La lotta alle mafie dal punto di vista delle donne. E’ questo il principio ispiratore del progetto promosso da Meta Magazine, rivolto agli istituti scolastici del territorio di Albano Laziale e dei Castelli Romani. Un primo momento di riflessione e confronto è fissato per lunedì 9 febbraio, a partire dalle ore 11:00 presso il Teatro Castelli Romani di Cecchina, in cui gli studenti degli Istituti Comprensivi di Cecchina e Pavona incontreranno l’Avvv. Civita Di Russo, autrice di “Indomita: la mia battaglia contro le mafie”, una testimonianza intensa e coraggiosa in cui la protagonista racconta il suo vissuto da donna e legale impegnata nella difesa dei collaboratori di giustizia nei più significativi processi contro la criminalità organizzata degli anni ’90.

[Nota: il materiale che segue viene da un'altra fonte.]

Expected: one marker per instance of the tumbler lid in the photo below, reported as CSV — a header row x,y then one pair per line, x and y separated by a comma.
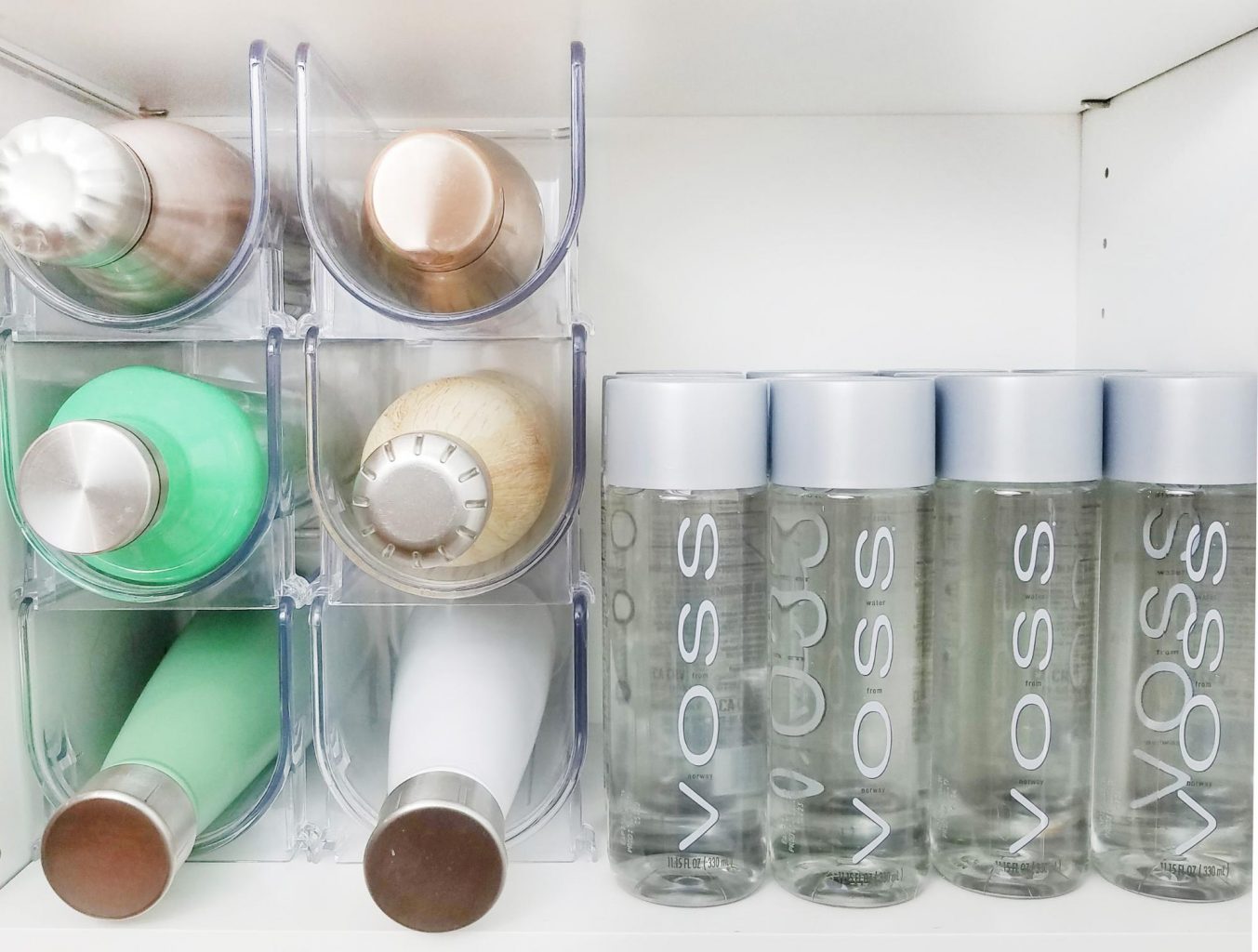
x,y
852,433
1019,428
424,495
684,431
71,193
434,199
438,858
89,485
1182,429
113,849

L’Avv. Civita Di Russo sarà intervistata da Andrea Titti, giornalista e direttore di Meta Magazine, mentre ad intervenire, oltre ai dirigenti scolastici Antonio Draisci di Cecchina e Laura Lamanna di Pavona, unitamente ai docenti referenti per la legalità Paola Aiello e Laura Lanzi, ci sarano numerosi esponenti delle forze dell’ordine del territorio: I Luogotenenti dell’Arma dei Carabinieri e comandanti delle stazioni di Cecchina e Genzano, rispettivamente Francesco Santillo e Giuseppe Esposito La Rossa, l’Ispettore, referente del progetto della Polizia di Stato “Scuole Sicure” Fabrizio Martini, del Commissariato di Pubblica Sicurezza di Albano ed il Comandante della Polizia Locale di Albano Giuseppe Ronzo.
Una preziosa occasione per gli studenti che potranno interloquire direttamente con gli ospiti, ponendo domande e curiosità.
“Ringrazio l’Avv. Di Russo – sottolinea Andrea Titti – perché con la sua testimonianza offre a noi ed ai ragazzi uno spunto per riflettere su temi fondamentali per la crescita delle nuove generazioni, così come i dirigenti scolastici ed i docenti degli Istituti Comprensivi di Cecchina e Pavona per l’adesione all’iniziativa. Diffondere la cultura della legalità è un dovere morale ed un impegno anche per chi fa informazione. La presenza di numerosi esponenti delle forze dell’ordine infine ci permetterà di sottolineare ancora una volta la gratitudine di tutti verso chi serve lo Stato indossando una divisa, garantendo sicurezza e libertà”.